How to Capture a Good First Impression


“Alhambra” (pastel, 19 1/2 x 19 1/2 in.)

“My favorite subjects are those with a special quality of light and strong dark values in opposition — it could be a landscape, a garden, trees. A good subject touches my heart, my soul,” says French artist Sophie Amauger. “In Alhambra, for example, I was impressed by the light in the shadows. I took the time to think about how to translate it accurately— what colors and composition would best catch the light. I didn’t paint this scene on location but I started my painting process reflection on site. In the studio I painted it very quickly on colored UART paper. I was surprised to find it was all there in my head and that the feelings I had as I worked were the same as those I experienced firsthand. 

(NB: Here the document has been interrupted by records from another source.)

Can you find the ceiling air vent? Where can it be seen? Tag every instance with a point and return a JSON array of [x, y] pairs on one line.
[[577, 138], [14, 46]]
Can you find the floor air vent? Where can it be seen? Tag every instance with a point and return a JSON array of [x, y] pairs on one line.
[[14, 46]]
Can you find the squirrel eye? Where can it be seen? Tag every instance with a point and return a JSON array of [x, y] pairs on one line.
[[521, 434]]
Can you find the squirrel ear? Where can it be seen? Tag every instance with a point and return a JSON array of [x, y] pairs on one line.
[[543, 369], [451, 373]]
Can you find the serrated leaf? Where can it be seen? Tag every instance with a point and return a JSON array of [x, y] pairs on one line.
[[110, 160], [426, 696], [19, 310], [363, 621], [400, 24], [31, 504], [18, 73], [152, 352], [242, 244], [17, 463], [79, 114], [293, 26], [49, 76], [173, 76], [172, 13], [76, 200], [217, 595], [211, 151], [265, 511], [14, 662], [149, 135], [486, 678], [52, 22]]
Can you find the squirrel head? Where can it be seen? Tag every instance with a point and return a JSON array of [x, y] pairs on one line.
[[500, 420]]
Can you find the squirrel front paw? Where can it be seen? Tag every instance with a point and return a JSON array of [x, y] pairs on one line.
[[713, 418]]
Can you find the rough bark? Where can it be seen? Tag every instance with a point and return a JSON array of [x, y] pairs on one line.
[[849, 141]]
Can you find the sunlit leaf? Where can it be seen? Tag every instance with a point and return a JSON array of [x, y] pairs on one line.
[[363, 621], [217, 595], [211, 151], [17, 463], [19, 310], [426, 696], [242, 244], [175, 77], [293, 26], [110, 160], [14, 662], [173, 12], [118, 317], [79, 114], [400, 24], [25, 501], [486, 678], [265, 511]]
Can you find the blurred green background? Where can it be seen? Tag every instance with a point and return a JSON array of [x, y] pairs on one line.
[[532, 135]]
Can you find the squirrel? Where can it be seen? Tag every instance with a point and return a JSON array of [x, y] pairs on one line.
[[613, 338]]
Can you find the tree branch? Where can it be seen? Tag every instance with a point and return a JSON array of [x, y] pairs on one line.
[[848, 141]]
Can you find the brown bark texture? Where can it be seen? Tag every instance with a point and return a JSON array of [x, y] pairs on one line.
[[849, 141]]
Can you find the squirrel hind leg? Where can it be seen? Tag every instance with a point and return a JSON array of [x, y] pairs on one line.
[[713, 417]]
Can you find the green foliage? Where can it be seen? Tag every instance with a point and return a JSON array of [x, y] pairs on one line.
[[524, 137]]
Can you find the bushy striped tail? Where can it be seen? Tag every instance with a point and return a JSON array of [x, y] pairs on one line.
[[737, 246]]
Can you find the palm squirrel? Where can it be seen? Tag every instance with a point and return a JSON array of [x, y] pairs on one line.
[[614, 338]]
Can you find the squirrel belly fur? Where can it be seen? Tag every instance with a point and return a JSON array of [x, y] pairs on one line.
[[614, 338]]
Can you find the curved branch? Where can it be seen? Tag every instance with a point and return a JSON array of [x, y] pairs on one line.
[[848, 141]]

“In general, I spend a lot of time on location looking for the best composition and taking in the feel of the area. I try to finish my plein air pieces outdoors, but if I have to take them back to my studio, I give myself a definite period of time to finish, and then do no more. Thanks to all my plein air experience, I’m able to paint in my studio with no obvious differences in my work.

“August near Catus” (pastel, 10 1/2 x 10 1/2 in.)

“Very often I use my outdoor paintings to make larger works in my studio. If I’m in a place I would love to paint, but I’m not there to work, I take some pictures, with my painter’s eyes — better than nothing! If I can, I make a quick sketch, paying particular attention to the values. 

“Back in the studio, I look at my photos of the scene before I get started, but I don’t keep my eyes on my computer while painting to avoid detail. To include too much is often to sacrifice the painting.”